Kitapta üslup önemli. Yazara da kanı ısınmalı insanın. İkisi birden mevcutsa "elle gelen düğün bayram". Bay Vonnegut'un kitapları (bence) böyledir.
Üslup hep dalgacıdır (misal : kitabımız "Bir miktar bal nasıl arılarla ilgili bir öykünün önemli bir kişisi olabilirse, insanlarla ilgili bu öykünün önemli kişilerinden biri de bir miktar paradır." diye kuntastik bir cümleyle başlar ve "Mushari, Lübnan asıllıydı ve Brooklyn'li bir halı tüccarının oğluydu. Boyu; bir metre elliyedibuçuk santimdi.
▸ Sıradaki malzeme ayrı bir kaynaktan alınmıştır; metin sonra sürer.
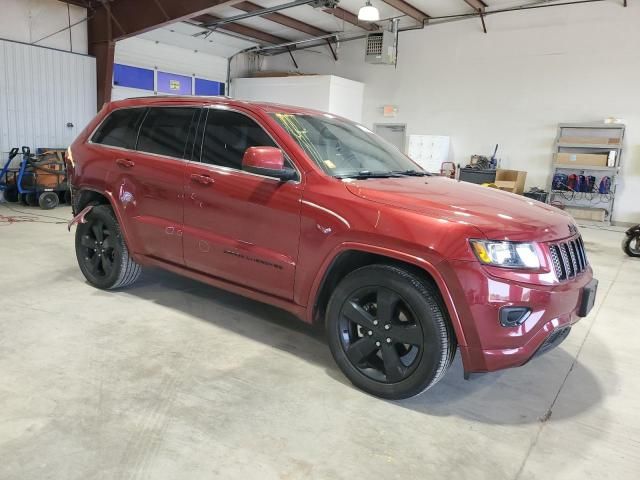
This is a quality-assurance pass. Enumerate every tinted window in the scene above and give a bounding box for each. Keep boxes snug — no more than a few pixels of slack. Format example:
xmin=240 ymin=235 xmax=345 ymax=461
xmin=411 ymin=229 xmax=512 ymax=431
xmin=91 ymin=108 xmax=146 ymax=149
xmin=202 ymin=109 xmax=277 ymax=170
xmin=137 ymin=107 xmax=198 ymax=158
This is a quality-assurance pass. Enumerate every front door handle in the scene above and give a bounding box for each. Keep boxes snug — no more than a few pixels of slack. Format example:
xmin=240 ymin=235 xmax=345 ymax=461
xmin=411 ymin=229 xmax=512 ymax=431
xmin=191 ymin=173 xmax=214 ymax=185
xmin=116 ymin=158 xmax=135 ymax=168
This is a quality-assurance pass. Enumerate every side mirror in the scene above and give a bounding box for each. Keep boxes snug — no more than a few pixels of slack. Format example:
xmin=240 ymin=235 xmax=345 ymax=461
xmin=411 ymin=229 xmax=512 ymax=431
xmin=242 ymin=147 xmax=297 ymax=181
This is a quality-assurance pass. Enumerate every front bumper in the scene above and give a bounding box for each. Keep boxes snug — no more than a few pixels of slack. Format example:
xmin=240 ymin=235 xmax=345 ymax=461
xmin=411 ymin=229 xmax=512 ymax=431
xmin=445 ymin=261 xmax=593 ymax=372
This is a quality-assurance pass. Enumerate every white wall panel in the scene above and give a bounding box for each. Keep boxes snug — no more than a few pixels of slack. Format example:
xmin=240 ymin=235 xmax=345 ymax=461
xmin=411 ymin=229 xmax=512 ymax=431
xmin=260 ymin=2 xmax=640 ymax=223
xmin=0 ymin=0 xmax=88 ymax=54
xmin=231 ymin=75 xmax=364 ymax=122
xmin=0 ymin=40 xmax=96 ymax=157
xmin=115 ymin=37 xmax=227 ymax=82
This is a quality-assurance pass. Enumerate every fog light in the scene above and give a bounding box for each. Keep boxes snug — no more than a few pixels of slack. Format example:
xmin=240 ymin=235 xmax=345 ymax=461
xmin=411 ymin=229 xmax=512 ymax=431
xmin=500 ymin=307 xmax=531 ymax=327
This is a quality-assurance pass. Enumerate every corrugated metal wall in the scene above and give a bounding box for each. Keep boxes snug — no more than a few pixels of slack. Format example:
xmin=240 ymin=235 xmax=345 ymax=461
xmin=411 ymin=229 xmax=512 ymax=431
xmin=0 ymin=40 xmax=96 ymax=156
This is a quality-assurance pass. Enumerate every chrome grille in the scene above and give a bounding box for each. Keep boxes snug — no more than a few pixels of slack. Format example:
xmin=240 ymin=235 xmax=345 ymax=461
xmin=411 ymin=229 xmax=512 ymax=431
xmin=549 ymin=237 xmax=589 ymax=280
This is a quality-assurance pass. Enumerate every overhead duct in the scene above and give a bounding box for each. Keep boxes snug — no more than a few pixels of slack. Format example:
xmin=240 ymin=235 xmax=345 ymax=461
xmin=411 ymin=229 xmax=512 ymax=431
xmin=364 ymin=19 xmax=399 ymax=65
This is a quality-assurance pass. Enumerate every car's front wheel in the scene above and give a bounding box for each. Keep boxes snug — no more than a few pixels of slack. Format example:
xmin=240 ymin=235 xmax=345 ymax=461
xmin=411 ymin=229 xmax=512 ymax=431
xmin=326 ymin=265 xmax=456 ymax=399
xmin=622 ymin=233 xmax=640 ymax=257
xmin=76 ymin=205 xmax=142 ymax=290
Çıplakken karanlıkta parlayan, devasa bir götü vardı." tarzı asil betimlemelerle devam eder. (parantez rekoru kırdım sanırım)). Bay Vonnegut'un safı bellidir. İnsanın yanındadır, savaşın, kapitalizmin, sömürünün, gıllıgışlıların karşısında.
Kendisinin filmlere konu olabilecek bir hayatı vardır. Kimi kitaplarında bunun izini çokça görürüz. Kilgore Trout gibi bombastik bir kahraman yaratmış ve çokça kitaplarında bunu kullanmıştır (Bay Trout'a selam olsun). Üstelik pek sıcacık bir gülümseyişi vardır. Daha ne olsun.
Bu romanımız modern bir "Candide" addedilebilir. Elbette Bay Vonnegut bir François Marie Arouet (çoğu kısaca Voltaire der) olma iddiasında değil (iyiki de). Ama her iki eserin omurgası aynı sayıda omura sahip : insanın saflığı, iyiliği, iyiyi arama gayreti.
Bay Elyıtrozvotır, sahip olduğu milyonlarca doları küçük miktarlarda da olsa, iyilik yapmaya değer olmasalar da (çünkü vermek için sadece "insan" olmaları yeter (ki bu düşünce temelde pirûpaktır)), karşılıksızca önemsiz insanlara dağıtıyor. Kapitalizmin somutlaşmış, insanlaşmış hali babası Senatör Rozvotır, kurnaz ve sinsi avukat çömezi Muşari buna bir son verip, milyoncuklara kavuşabilecekler mi ?
Bu konuyu fazla sündürmeden kitaba yakın durmanızı öneririm. Sonlara doğru modern aklıselimin galebe çaldığı Bay Elyıtın, samimi okuyucuya soğuk gelen tavırlarının son iki satırda okurun zihnine takla attırdığını söylesem, spoyler (ne işim olur spoylerle) bozuntu vermemiş olurum umarım.